Também a nível da geopolítica, “era ‘óbvio’ que vivíamos num continente (europeu) com estabilidade e com ausência de guerra, que muito nos confortava, vivíamos sem pensar em guerras, mas a realidade mudou. Vivíamos num contexto onde não nos passava pela cabeça haver um presidente dos EUA a perguntar ‘qual é a função da ONU?’. Em suma, a geopolítica tem nos trazido muitas surpresas e que considerávamos como coisas ‘óbvias’ há alguns dias ou meses”.

A água como garantia da “soberania”

No setor da água, Nuno Brôco salienta que pouca coisa se deve pôr na “prateleira” das coisas garantidas, uma vez que tem havido alguma reversão do “respeito pelos padrões ambientais”. “Pensávamos que seria ‘óbvio’ que nós, enquanto sociedade, teríamos evolução nesta matéria, mas temos assistido a alguns comportamentos que, a mim, não me dão garantias de que estejamos no caminho da evolução”.

O administrador adverte que, dada a perspetiva de cenários futuros, conseguidos através da inovação, o setor da água torna-se, ainda mais, como um setor estratégico de “soberania” do país. “Estou convicto que, atualmente, a inovação deverá focar-se no objetivo crítico da resiliência, na preservação de um ativo crítico de um país. Temos a obrigação de nos prepararmos para cenários de crise que, apesar de não desejados, podem acontecer”.

União dos setores estratégicos do país

A opinião do presidente do conselho de administração da Águas de Portugal (AdP), António Carmona Rodrigues, não diverge muito de Nuno Brôco.
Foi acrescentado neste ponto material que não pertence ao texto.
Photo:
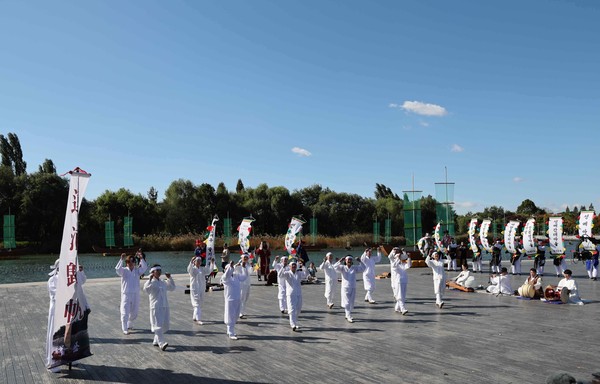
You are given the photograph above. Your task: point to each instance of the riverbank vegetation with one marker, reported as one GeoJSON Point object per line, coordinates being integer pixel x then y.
{"type": "Point", "coordinates": [38, 200]}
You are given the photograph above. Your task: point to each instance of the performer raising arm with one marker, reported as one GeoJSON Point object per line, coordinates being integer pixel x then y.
{"type": "Point", "coordinates": [159, 305]}
{"type": "Point", "coordinates": [130, 289]}
{"type": "Point", "coordinates": [369, 262]}
{"type": "Point", "coordinates": [232, 280]}
{"type": "Point", "coordinates": [330, 278]}
{"type": "Point", "coordinates": [281, 286]}
{"type": "Point", "coordinates": [348, 291]}
{"type": "Point", "coordinates": [293, 278]}
{"type": "Point", "coordinates": [439, 277]}
{"type": "Point", "coordinates": [198, 275]}
{"type": "Point", "coordinates": [400, 263]}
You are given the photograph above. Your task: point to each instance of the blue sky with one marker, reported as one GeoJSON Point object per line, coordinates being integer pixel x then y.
{"type": "Point", "coordinates": [346, 94]}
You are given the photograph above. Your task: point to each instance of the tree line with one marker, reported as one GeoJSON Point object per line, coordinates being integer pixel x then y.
{"type": "Point", "coordinates": [38, 201]}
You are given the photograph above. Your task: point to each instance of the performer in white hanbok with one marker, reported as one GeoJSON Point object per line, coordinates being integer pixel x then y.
{"type": "Point", "coordinates": [130, 290]}
{"type": "Point", "coordinates": [330, 278]}
{"type": "Point", "coordinates": [500, 283]}
{"type": "Point", "coordinates": [348, 291]}
{"type": "Point", "coordinates": [399, 263]}
{"type": "Point", "coordinates": [245, 287]}
{"type": "Point", "coordinates": [452, 251]}
{"type": "Point", "coordinates": [540, 259]}
{"type": "Point", "coordinates": [280, 263]}
{"type": "Point", "coordinates": [232, 280]}
{"type": "Point", "coordinates": [559, 263]}
{"type": "Point", "coordinates": [515, 259]}
{"type": "Point", "coordinates": [293, 279]}
{"type": "Point", "coordinates": [591, 263]}
{"type": "Point", "coordinates": [439, 276]}
{"type": "Point", "coordinates": [369, 262]}
{"type": "Point", "coordinates": [463, 280]}
{"type": "Point", "coordinates": [496, 261]}
{"type": "Point", "coordinates": [159, 304]}
{"type": "Point", "coordinates": [52, 281]}
{"type": "Point", "coordinates": [477, 260]}
{"type": "Point", "coordinates": [571, 286]}
{"type": "Point", "coordinates": [198, 275]}
{"type": "Point", "coordinates": [532, 287]}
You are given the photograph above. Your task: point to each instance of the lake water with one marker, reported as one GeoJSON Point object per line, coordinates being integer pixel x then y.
{"type": "Point", "coordinates": [30, 268]}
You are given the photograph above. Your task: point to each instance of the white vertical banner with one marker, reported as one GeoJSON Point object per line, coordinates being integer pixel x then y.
{"type": "Point", "coordinates": [529, 243]}
{"type": "Point", "coordinates": [244, 234]}
{"type": "Point", "coordinates": [67, 307]}
{"type": "Point", "coordinates": [555, 235]}
{"type": "Point", "coordinates": [483, 232]}
{"type": "Point", "coordinates": [472, 242]}
{"type": "Point", "coordinates": [585, 225]}
{"type": "Point", "coordinates": [210, 241]}
{"type": "Point", "coordinates": [294, 227]}
{"type": "Point", "coordinates": [510, 232]}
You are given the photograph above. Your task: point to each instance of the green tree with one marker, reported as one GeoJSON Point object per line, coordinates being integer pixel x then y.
{"type": "Point", "coordinates": [42, 209]}
{"type": "Point", "coordinates": [180, 208]}
{"type": "Point", "coordinates": [47, 167]}
{"type": "Point", "coordinates": [11, 153]}
{"type": "Point", "coordinates": [528, 208]}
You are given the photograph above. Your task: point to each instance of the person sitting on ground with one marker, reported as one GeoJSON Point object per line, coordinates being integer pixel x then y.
{"type": "Point", "coordinates": [500, 283]}
{"type": "Point", "coordinates": [570, 284]}
{"type": "Point", "coordinates": [312, 273]}
{"type": "Point", "coordinates": [535, 282]}
{"type": "Point", "coordinates": [464, 281]}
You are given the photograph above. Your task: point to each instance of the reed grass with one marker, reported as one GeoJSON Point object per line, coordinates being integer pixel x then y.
{"type": "Point", "coordinates": [163, 242]}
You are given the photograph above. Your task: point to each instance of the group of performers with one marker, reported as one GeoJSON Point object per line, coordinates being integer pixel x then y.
{"type": "Point", "coordinates": [292, 273]}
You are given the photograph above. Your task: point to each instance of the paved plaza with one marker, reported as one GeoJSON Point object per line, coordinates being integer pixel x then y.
{"type": "Point", "coordinates": [475, 338]}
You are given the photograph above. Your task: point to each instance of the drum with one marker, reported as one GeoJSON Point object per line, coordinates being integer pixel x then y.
{"type": "Point", "coordinates": [564, 295]}
{"type": "Point", "coordinates": [527, 290]}
{"type": "Point", "coordinates": [551, 293]}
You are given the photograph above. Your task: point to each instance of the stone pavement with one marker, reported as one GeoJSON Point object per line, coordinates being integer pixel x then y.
{"type": "Point", "coordinates": [475, 338]}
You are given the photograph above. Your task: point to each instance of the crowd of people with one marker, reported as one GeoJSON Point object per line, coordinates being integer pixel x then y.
{"type": "Point", "coordinates": [291, 272]}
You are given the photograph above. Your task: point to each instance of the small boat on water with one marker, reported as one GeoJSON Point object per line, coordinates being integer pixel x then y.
{"type": "Point", "coordinates": [115, 251]}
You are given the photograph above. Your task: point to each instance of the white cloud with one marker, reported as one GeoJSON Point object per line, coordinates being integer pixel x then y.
{"type": "Point", "coordinates": [421, 108]}
{"type": "Point", "coordinates": [457, 148]}
{"type": "Point", "coordinates": [301, 152]}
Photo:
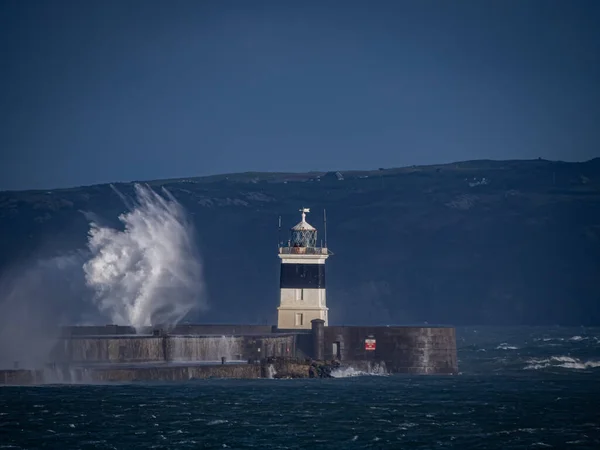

O administrador e ex-presidente de Câmara de Lisboa refere que o “apagão de abril” pôs em evidência a necessidade de concertação de esforços, do “jogo de equipa”, de todos os setores estratégicos do país, como os energéticos, a proteção civil e a água, na resolução conjunta de problemas que possam ocorrer.

Carmona Rodrigues aproveitou para revelar que o Governo está a pôr em marcha o projeto “A Água que Une”, que representará, uma alavancagem na inovação do grupo Águas de Portugal.

“A ministra do Ambiente irá anunciar brevemente a medida, que vai representar uma mudança na vida da empresa”, defende.

Seis centenas de participantes

A conferência tem a participação de 600 pessoas, nacionais e estrangeiras. Conta com especialistas nacionais e internacionais que estão a partilhar ideias, soluções e projetos que estão a transformar o futuro da água.

Entre os destaques, a intervenção de Angela Macoscar, diretora de Inovação da Northumbria Water (Reino Unido), como keynote speaker.